The plaintiff also contends that here the damages are not to be regarded as unliquidated, because they were fixed and definite in amount. This contention is based upon two theories. *4The first is that the defendant was liable in the sum the consignee had contracted to pay to the plaintiff for the wheat. As no notice to the defendant regarding the existence of this contract was shown, its liability was not affected by it. (6 Cyc. 529.) The other theory is that the market value of the wheat was capable of exact ascertainment, being a mere matter of computation. The answer of the defendant included a general denial. The plaintiff was required to show the quantity, quality and market value of the wheat. These were all matters as to which issues were joined, and concerning which there might have been some actual controversy, although it appears that in fact the defendant offered no evidence in contradiction of that introduced by the plaintiff, on which the judgment was based. The value of property destroyed may doubtless be more readily and satisfactorily determined where it consists of a shipment of wheat than where, for instance, it consists of hay in the stack. But the difference is in degree rather than in kind. In most cases a reasonably close estimate of the value of chattels can be made, and no good reason is apparent, for making a distinction in this regard between one kind and another. And the circumstance that the party to be charged does not attempt at the trial to contradict the evidence offered by the owner of the property does not warrant a departure from the general rule as to the allowance of interest.

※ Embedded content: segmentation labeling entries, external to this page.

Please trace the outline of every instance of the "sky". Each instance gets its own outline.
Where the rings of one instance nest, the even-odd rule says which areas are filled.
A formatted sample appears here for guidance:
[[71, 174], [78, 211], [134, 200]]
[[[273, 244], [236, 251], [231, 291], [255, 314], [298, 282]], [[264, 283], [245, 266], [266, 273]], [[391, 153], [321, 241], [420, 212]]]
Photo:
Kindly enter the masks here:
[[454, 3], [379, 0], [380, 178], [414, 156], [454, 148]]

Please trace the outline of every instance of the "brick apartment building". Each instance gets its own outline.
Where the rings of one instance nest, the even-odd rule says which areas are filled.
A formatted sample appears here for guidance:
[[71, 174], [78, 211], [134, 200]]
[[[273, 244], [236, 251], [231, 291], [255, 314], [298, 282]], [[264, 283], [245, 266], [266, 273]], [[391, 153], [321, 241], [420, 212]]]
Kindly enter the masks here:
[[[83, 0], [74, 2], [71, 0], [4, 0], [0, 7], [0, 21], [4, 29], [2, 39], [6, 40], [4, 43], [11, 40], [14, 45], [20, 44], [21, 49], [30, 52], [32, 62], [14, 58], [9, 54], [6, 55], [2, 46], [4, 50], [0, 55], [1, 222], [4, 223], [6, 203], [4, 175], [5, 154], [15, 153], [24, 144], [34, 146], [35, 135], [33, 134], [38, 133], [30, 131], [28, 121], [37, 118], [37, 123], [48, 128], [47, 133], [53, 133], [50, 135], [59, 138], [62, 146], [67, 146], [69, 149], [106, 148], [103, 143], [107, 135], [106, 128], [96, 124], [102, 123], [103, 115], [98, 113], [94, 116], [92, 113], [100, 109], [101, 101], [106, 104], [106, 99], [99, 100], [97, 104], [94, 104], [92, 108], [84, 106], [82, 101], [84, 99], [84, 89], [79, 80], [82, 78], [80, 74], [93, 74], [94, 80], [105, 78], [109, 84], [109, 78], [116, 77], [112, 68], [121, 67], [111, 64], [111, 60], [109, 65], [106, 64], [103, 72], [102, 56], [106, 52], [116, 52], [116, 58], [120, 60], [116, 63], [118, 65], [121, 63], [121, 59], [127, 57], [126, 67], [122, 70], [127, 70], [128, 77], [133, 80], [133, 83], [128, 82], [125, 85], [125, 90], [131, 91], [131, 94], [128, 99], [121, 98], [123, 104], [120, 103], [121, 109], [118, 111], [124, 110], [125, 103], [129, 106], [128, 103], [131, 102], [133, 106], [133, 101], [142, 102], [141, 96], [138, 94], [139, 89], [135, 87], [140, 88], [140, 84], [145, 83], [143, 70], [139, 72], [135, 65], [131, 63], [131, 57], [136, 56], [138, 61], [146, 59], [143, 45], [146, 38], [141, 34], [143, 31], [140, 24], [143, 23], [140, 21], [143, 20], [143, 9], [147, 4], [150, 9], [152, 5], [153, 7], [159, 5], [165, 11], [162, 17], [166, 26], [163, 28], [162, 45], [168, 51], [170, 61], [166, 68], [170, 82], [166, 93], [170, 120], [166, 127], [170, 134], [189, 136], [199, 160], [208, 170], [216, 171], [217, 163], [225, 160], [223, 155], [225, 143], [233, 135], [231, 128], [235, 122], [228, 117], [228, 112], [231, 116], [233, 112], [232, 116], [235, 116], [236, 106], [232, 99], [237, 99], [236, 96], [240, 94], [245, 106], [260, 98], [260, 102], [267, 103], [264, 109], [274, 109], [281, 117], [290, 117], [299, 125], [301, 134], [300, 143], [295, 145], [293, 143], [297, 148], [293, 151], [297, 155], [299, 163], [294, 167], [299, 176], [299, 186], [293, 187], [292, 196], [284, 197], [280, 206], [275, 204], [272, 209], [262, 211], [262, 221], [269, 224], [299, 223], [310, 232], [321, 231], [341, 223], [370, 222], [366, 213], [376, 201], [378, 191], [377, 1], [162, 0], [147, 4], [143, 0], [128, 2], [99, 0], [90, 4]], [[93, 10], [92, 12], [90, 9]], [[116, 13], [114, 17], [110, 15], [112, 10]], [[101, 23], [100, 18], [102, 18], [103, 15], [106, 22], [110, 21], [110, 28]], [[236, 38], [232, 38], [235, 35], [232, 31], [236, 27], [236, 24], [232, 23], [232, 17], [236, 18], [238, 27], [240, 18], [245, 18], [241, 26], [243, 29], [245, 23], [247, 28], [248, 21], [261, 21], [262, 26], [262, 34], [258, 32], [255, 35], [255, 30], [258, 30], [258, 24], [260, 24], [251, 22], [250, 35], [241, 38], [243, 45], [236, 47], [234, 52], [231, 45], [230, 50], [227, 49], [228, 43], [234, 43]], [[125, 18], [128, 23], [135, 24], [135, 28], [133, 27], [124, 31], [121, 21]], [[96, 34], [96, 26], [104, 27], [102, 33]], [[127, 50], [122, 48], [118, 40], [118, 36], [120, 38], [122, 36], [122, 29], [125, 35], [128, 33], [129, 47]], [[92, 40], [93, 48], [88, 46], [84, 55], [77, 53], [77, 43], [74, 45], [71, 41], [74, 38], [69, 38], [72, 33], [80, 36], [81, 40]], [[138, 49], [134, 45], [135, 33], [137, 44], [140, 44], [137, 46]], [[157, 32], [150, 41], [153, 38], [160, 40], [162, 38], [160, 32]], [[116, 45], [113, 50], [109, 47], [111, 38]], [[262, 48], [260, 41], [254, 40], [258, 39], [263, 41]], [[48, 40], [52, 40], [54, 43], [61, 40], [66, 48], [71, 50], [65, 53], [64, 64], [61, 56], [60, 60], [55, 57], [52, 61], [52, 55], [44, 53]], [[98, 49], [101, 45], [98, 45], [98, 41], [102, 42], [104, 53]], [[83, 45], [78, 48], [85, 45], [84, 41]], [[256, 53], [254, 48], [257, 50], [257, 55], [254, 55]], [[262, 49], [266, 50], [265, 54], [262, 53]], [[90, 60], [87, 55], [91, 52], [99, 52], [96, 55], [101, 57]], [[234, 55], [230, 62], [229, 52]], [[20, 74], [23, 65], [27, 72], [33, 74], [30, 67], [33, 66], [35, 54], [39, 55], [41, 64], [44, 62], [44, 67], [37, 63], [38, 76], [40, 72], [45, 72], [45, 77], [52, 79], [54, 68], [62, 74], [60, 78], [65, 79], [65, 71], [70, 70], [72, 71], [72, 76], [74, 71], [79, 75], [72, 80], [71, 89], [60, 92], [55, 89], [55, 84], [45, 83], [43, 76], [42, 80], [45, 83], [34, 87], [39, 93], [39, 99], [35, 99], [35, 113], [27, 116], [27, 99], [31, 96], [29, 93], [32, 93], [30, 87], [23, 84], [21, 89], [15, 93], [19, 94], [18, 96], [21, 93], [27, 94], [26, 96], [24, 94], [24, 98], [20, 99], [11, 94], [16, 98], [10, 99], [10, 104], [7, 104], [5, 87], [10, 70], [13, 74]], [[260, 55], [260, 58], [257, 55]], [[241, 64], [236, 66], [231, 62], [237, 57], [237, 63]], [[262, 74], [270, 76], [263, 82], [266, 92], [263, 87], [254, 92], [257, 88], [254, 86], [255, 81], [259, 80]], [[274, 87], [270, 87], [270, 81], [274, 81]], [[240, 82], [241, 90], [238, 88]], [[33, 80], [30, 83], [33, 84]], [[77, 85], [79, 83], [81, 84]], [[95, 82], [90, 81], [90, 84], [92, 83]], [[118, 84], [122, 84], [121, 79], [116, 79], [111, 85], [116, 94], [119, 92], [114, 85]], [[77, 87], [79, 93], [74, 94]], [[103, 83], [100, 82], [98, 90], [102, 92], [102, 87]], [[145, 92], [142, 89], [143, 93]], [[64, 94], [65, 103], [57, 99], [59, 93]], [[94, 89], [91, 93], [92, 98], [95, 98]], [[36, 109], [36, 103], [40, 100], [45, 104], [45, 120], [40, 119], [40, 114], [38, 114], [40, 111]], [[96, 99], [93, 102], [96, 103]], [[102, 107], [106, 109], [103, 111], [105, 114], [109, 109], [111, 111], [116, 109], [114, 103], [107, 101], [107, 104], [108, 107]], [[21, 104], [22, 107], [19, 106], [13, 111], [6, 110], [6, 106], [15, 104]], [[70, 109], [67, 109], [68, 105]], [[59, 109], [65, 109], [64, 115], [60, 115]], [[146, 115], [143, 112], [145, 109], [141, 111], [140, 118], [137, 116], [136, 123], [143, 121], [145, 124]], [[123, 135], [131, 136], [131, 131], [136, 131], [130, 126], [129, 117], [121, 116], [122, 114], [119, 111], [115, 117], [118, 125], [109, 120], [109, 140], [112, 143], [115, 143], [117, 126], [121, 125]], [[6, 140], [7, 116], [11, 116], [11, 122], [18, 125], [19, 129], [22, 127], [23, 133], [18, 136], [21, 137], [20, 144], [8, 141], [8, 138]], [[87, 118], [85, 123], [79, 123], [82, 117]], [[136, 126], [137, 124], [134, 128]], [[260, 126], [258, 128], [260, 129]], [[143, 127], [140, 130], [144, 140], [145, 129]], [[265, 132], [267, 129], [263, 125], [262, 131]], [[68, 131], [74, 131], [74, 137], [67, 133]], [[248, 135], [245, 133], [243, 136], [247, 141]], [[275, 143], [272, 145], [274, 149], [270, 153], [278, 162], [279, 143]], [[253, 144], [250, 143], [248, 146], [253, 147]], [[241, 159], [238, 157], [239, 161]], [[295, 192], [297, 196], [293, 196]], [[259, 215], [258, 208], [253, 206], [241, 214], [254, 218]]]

A final contention of the plaintiff is that he should at least recover interest on the $293 which the railway company received from the sale of the wheat. As damages were allowed on the basis of the value of the wheat at San Antonio, the defendant had a right to deduct from the-salvage the freight charges, $177.50. The plaintiff was at all times entitled to the balance, or $115.50, and the defendant should pay interest on that amount for any period during which it was wrongfully withheld. The court found that the defendant had at once offered to pay the $115.50 in full settlement of its liability. This of course did not constitute a sufficient tender, by reason of the condition imposed. But the answer, filed July 6, 1911, included an unconditional offer to pay that amount. As the defendant appears to have retained all the salvage, without an offer to pay over any part of it, for a period of substantially three years, it should be charged with legal interest for that *5time on the proceeds of the sale in excess of the freight. The judgment will be modified by adding that amount, and as so modified, affirmed.